Loading large dataset



Hi, I have very large set of images I would like to analyze (~35000 images). Since I cannot us the input module, I have understood that the LoadImage/loadData module should be used. My problem starts with making CSV file. I have wanted to use the ExportToSpreadsheet module but i can’t load the data since the software crashes if I am dragging my 35000 images. What is your suggestion for making CSV file for using the LoadDATA.

Regarding the LoadImage module, I don’t quite understand the rationale of how to match the files.

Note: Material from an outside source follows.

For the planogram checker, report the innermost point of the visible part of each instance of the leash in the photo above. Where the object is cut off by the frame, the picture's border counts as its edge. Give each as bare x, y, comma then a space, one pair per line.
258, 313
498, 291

My files have the same well psotion/site/PlateCode however they differ in their w.v. collected.
I have selected Text regular expression method
I am not sure How should I matche the data
Here is an exemple of two different wells from the same plate:

Y - 9(fld 4 wv HQ620_60x - HQ700_75m)-H1050270.tif
Y - 9(fld 4 wv HQ535_50x - HQ620_60m)-H1050270.tif
Y - 9(fld 4 wv HQ480_40x - HQ535_50m)-H1050270.tif
Y - 9(fld 4 wv D360_40x - HQ535_50m)-H1050270.tif

X - 43(fld 4 wv HQ620_60x - HQ700_75m)-H1050270.tif
X - 43(fld 4 wv HQ535_50x - HQ620_60m)-H1050270.tif
X - 43(fld 4 wv HQ480_40x - HQ535_50m)-H1050270.tif
X - 43(fld 4 wv D360_40x - HQ535_50m)-H1050270.tif

I have used this regular expression:
^(?P[A-Z]) - (?P[0-9])(fld (?P[0-9]).-(?P\w*)

Thank you,
I hope I was clear enough :slight_smile:


Does the software actually crash, or does it just hang for a long time? I’ve used CP to make image sets bigger than 35K, and it can take several hours (or even overnight) to finish loading them all, but it can in fact be done, at least on my machine.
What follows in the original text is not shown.